Now that her novel Constance has hit the bestseller lists and been picked up by Hollywood, and she’s succeeded in vanquishing her undead nemesis Violet Grey, née Charlotte Brontë, you might think that the troubles would be over for bookseller Jane Fairfax, née Jane Austen (Jane Bites Back, 2009). But when you’re a vampire who’s secreted yourself in Brakeston, N.Y., dreading the time when all your mortal friends will die, trouble has a way of finding you, and not just in the form of sycophantic nuisances like romance reviewer/literary tour guide Beverly Shrop. Item: Kelly Littlejohn, Jane’s wondrously sympathetic editor, becomes an agent and is replaced by Jessica Abernathy, the editor from hell. Item: Her sweet boyfriend Walter Fletcher announces that he’s Jewish and that he’s told his visiting mother that Jane is taking conversion classes with a local rabbi. Item: The contract Jane signed for the film adaptation of Constance gives the producers the right to sex up the story and relocate it to 1950s America (“people are in love with the fifties now,” director Julia Baxter sagely informs her). And of course Lord Byron, the wastrel vampire who turned both Jane and her archenemy into vampires, is at it again with one of the twin clerks at Flyleaf Books (is it Ned or Ted Hawthorne? Byron really can’t tell them apart).

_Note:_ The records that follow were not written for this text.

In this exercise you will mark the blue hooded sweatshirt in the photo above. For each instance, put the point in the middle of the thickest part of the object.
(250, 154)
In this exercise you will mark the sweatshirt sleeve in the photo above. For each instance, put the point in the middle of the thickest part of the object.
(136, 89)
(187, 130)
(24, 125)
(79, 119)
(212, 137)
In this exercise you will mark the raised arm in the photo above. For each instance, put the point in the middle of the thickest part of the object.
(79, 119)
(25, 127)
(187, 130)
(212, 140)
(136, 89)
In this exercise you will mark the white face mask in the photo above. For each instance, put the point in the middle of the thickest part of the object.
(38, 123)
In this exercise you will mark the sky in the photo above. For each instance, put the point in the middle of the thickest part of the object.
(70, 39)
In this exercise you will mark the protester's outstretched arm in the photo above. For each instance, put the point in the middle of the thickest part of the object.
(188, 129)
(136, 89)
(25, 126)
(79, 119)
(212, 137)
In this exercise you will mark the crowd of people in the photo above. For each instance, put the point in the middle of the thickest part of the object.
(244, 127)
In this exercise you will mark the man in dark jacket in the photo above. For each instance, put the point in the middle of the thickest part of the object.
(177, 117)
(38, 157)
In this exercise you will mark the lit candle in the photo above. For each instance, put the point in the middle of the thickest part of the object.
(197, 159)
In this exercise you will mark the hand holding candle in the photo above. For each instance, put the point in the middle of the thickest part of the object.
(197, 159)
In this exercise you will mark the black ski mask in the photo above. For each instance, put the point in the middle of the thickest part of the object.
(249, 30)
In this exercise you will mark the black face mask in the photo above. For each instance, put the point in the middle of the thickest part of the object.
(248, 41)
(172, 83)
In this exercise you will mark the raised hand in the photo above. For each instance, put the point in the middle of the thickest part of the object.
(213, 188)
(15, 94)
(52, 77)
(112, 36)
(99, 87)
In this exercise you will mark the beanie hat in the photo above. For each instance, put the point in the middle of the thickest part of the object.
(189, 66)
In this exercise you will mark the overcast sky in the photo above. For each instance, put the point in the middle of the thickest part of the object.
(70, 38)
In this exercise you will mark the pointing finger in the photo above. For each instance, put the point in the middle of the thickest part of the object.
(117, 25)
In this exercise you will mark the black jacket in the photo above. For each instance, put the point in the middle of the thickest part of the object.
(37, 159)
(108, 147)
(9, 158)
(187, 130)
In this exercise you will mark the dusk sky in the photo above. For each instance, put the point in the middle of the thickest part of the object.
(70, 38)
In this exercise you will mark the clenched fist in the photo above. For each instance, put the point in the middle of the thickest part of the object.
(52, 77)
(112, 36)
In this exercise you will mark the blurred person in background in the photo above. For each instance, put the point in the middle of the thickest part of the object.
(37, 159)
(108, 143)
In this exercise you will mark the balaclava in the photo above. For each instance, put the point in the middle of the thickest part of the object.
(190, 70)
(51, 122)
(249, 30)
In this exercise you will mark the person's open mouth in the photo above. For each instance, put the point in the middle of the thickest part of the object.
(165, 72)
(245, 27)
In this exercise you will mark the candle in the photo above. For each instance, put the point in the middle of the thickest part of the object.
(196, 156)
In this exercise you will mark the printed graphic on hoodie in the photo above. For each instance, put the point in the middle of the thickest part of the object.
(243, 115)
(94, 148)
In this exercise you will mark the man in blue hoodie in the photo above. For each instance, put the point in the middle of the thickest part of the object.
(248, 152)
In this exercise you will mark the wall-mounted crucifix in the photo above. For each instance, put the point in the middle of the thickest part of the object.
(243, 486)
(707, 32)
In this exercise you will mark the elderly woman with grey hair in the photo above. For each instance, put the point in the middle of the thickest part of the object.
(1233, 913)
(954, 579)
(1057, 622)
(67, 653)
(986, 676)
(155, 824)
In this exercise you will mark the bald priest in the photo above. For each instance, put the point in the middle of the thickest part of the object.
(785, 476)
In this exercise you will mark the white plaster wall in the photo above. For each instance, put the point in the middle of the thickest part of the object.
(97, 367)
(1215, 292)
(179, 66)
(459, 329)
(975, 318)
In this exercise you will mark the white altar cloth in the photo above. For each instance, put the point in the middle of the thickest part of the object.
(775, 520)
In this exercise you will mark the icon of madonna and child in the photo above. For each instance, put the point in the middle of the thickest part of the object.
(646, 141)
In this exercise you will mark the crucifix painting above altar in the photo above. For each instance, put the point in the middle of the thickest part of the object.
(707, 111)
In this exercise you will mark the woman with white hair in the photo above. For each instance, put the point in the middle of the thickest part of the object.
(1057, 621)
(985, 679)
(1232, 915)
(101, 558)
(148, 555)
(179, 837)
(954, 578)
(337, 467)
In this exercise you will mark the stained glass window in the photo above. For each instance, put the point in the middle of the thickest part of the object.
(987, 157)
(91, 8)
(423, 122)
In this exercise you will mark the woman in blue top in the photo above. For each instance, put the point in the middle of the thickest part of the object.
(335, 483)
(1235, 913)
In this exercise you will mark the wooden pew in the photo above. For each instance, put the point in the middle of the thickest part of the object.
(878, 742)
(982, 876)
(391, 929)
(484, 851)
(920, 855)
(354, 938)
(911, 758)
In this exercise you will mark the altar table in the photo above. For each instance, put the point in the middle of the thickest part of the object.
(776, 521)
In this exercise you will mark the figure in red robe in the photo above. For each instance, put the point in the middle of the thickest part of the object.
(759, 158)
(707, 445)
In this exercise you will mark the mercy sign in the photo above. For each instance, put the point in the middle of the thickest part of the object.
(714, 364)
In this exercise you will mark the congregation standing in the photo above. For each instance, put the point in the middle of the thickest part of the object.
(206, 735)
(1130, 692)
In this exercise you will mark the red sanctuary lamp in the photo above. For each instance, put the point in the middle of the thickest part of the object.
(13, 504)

To top it off, Brakeston turns out to be playing host to more vampires than Jane had realized—in fact, the most recent arrival is turned by none other than Jane herself—and more vampire hunters as well. What’s a decorous centuries-old novelist who needs her neighbors, her sweetie and frequent doses of blood to do?
Less Pride and Prejudice than True Blood—not that there’s anything wrong with that—and a witty demonstration of how beautifully the dilemmas of being Jane Austen and a vampire can comport with the tropes of chick lit. You’ll thirst for the conclusion of the trilogy.